競争性と包摂性:自民党(Liberal Democratic Party)の総裁選と、日本の自由民主主義(liberal democracy)

 自由民主主義(liberal democracy)の点から、与党の総裁選を見てみると、どういったことが見えてくるだろうか。

 与党である自由民主党の総裁の選挙では、候補者の政治家たちがお互いに争い合う。

 いっけんすると、お互いに候補者の政治家が競い合っているようだけど、ほんとうにがちで競い合いがなされるのだとはできそうにない。

 政治家としての中身だけで、がちで候補者の政治家どうしが競い合ったら良さそうだ。中身だけで勝負し合って、それで勝ち上がった人は、政治家としての中身がいちばんあることになる。

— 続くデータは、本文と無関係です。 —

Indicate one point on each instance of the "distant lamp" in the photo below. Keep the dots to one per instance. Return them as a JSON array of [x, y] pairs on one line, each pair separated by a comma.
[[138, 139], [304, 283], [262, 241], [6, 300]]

 じっさいの自民党の総裁選は、中身がない政治家であったとしても、勝つことができる。中身だけによっては勝ち負けが決まらない。たとえ中身がなかったとしても、都合がよい政治家だったら勝てる。(頭の)中身が空っぽなほうがむしろ勝ちやすいのである。へたに中身があるとその政治家は負けてしまう。

 報道では、もっぱら自民党の総裁選に多く目が向けられている。自民党の総裁選は盛り上がっているけど、野党である立憲民主党の政党の長をえらぶ選挙はあまりとり上げられない。

 政党の中でだけではなくて、政党どうしが競い合う。政党間競争(party competition)だ。日本の政治では、政党間競争が欠けている。

 経済でいえば、少なくとも二つのお店がないとならないのが民主主義だ。二つのお店が互いに競い合う。日本の政治では、二つのお店があるのであるよりも、一つのお店しかない。自民党の一店しかないから、お店どうしの競い合いがはたらかない。

 お店でいえば、一店しかよしとされていなくて、もう一店が排除されてしまっている。もう一店が包摂されていない。もう一店である野党(opposition)が排除されてしまっているから、お店どうしの競い合いが働かず、お店の質が高まって行きづらいのである。

 二つだけではなくて、三つでも四つでもお店があってよいのがある。二つあることがいるのは民主主義としての最低の条件である。いくつもお店がある中で、どのお店がいちばん良いのかがある。どの政党がいちばん良いのかだ。

 かんじんなのは、どのお店がいちばん良いのかであるよりも、お店どうしの競い合いがあるのかどうかだ。日本の政治では、政党どうしの競い合いが欠けているから、お店の質が向上して行きづらいのがあり、お客さんが損をしてしまう。害を受けてしまう。あんまり良くない物しかなくても、そのお店(自民党)でしか物を買えないから、しぶしぶ買わざるをえない。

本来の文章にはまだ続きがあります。